Emergent Abilities in Reduced-Scale Generative LLMs
Introduction
The capability of LLMs to partake in in-context learning (ICL) without the need for fine-tuning has spurred significant interest. This feature, predominantly observed in billion-parameter models, raises the question: can emergent abilities be unlocked in smaller models through simplified pre-training data? This paper endeavors to explore this avenue by pre-training 36 causal LLMs with parameter counts ranging from 1 million to 165 million on a simplified English dataset. The results indicate that smaller models, when trained on simplified data, exhibit zero-shot capabilities on par with models six times their size trained on comprehensive datasets.
Simplifying Pre-training Data
The fundamental approach involved filtering existing pre-training corpora to adhere to a simplified vocabulary based on child-directed speech, resulting in a dataset predominantly consisting of simple linguistic structures. The SlimPajama dataset served as the basis for this simplified dataset, which underwent filtration to remove tokens outside the defined vocabulary, maintaining a minimal out-of-vocabulary rate.
Pre-training and Evaluation
Models were trained across a range of parameters, utilizing a tokenizer developed on the slimmed-down dataset. The training employed an effective batch size adjusted to the token count, with models spanning from 1M to 165M parameters undergoing this regimen. The evaluation covered a broad spectrum of tasks, differentiating between zero-shot and few-shot capabilities, and utilized a standard as well as a simplified variant of these tasks for a comprehensive analysis.
Findings
- Zero-Shot Learning Capabilities: Simplified models demonstrated enhanced zero-shot learning capabilities across various tasks in simplified language, suggesting that by tailoring the complexity of the language, smaller models can indeed exhibit emergent abilities.
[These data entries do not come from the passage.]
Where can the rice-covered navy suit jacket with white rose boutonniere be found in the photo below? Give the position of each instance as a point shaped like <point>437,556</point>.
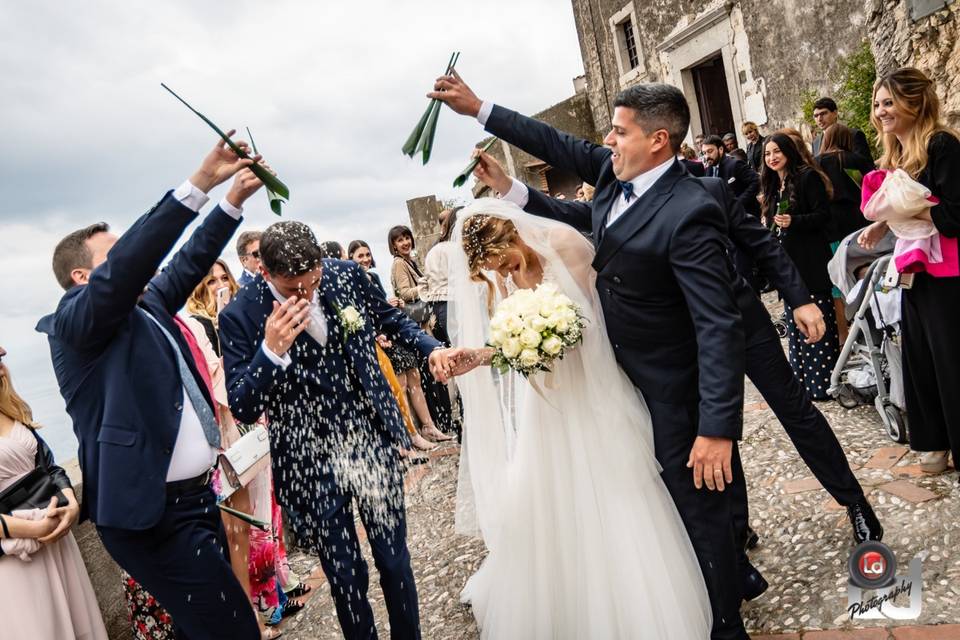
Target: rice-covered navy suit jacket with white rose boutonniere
<point>324,384</point>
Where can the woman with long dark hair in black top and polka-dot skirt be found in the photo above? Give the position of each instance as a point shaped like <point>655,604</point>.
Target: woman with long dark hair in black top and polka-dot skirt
<point>796,204</point>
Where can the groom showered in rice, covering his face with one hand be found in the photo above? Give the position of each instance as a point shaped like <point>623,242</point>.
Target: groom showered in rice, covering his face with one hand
<point>298,344</point>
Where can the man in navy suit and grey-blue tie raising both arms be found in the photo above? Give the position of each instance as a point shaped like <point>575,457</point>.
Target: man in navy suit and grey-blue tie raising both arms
<point>146,445</point>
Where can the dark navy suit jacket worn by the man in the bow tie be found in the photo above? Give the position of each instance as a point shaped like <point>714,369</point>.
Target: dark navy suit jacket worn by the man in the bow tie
<point>662,275</point>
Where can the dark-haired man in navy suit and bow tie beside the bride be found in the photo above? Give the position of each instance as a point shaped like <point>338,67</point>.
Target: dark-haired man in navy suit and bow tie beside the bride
<point>667,301</point>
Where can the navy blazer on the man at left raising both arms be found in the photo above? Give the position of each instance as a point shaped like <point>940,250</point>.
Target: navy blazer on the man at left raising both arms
<point>115,368</point>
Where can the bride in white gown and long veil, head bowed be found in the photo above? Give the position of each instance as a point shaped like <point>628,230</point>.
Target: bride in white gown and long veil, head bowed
<point>584,540</point>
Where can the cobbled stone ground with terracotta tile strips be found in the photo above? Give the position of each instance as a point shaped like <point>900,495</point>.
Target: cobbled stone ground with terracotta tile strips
<point>805,539</point>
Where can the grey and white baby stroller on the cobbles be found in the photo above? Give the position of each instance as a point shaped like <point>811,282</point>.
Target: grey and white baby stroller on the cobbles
<point>870,367</point>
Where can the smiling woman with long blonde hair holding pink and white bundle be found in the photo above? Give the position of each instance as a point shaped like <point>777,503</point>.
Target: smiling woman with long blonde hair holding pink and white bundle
<point>906,115</point>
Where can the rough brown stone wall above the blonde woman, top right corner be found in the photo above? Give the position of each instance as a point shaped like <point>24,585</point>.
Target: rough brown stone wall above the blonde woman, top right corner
<point>930,44</point>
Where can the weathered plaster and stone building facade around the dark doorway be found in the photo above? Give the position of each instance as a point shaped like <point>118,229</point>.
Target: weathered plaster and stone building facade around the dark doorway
<point>777,49</point>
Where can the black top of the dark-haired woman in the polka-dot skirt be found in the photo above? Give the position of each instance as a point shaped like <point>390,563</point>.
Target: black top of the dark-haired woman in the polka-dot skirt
<point>806,238</point>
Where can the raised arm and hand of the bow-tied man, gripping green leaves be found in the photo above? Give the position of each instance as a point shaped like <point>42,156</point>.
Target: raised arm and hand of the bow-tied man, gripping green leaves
<point>539,139</point>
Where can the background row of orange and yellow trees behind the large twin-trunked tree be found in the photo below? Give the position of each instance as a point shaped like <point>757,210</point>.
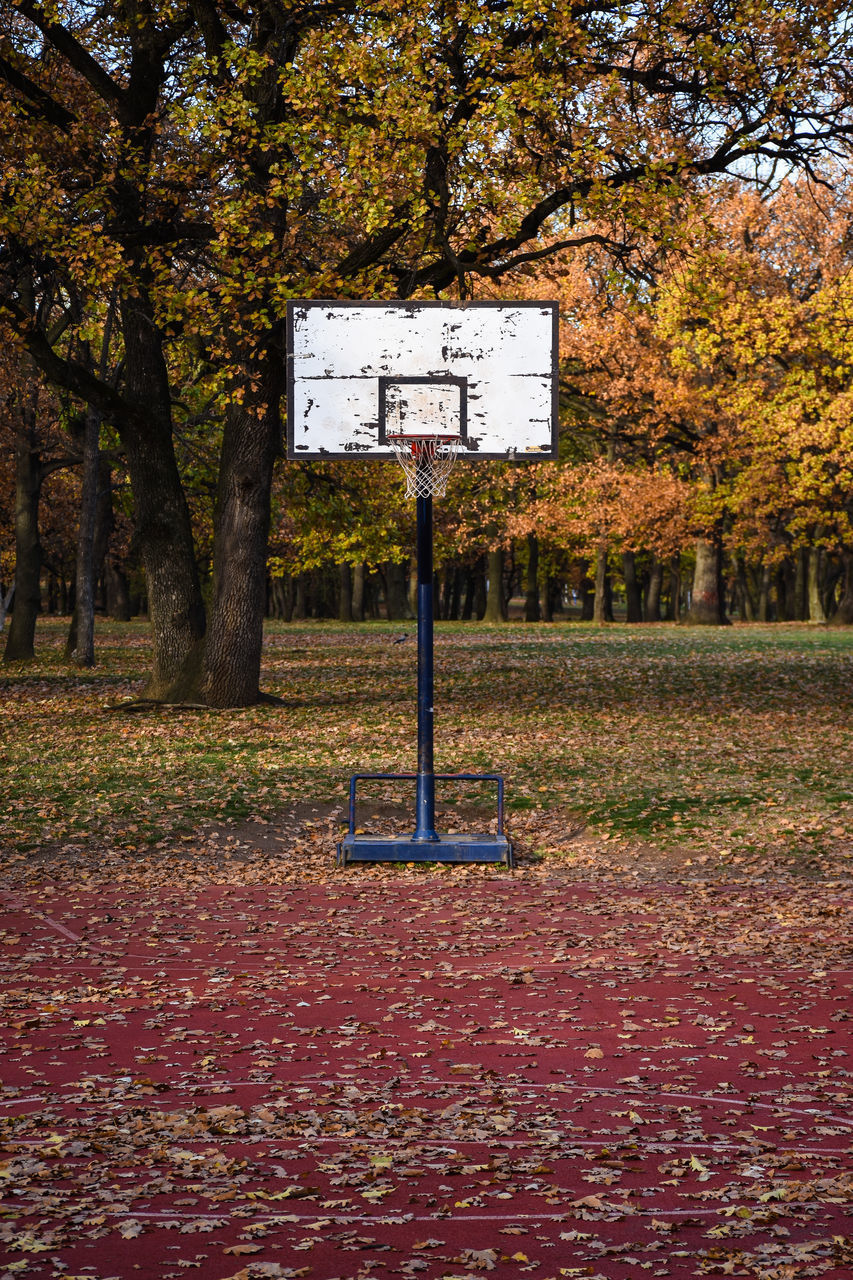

- Model Scaling and Performance: An observed power law relationship between evaluation loss and scaling factors (compute, dataset size, and model size) was consistent with findings from larger models, indicating predictable performance improvements with increasing scale, even in a simplified language setting.
- Comparative Performance: Simplified models, particularly the Simple 165M model, showcased zero-shot performance on simplified datasets that were comparable or superior to their larger counterparts trained on comprehensive datasets.
Implications and Future Directions
The paper sheds light on the potential of simplifying pre-training data as a viable strategy to instigate emergent abilities in smaller models. This not only has ramifications for reducing computational costs but also opens up new avenues for research into the mechanisms behind in-context learning and the bounds of model scaling. Future investigations could explore the effects of further data simplification, integration with model distillation techniques, and the efficacy of simplified models in specific application domains.
Conclusions
This paper posits that the emergent abilities typically reserved for LLMs can be accessed by smaller models through the strategic simplification of pre-training data. The implications of this are twofold: firstly, it highlights the adaptability and potential of smaller models in capturing complex language phenomena; secondly, it proposes a cost-effective alternative to the prevailing trend of scaling up model size for achieving advanced linguistic capabilities. As such, this research contributes valuable insights into the ongoing dialogue on effective and efficient ways to enhance the performance of generative LLMs.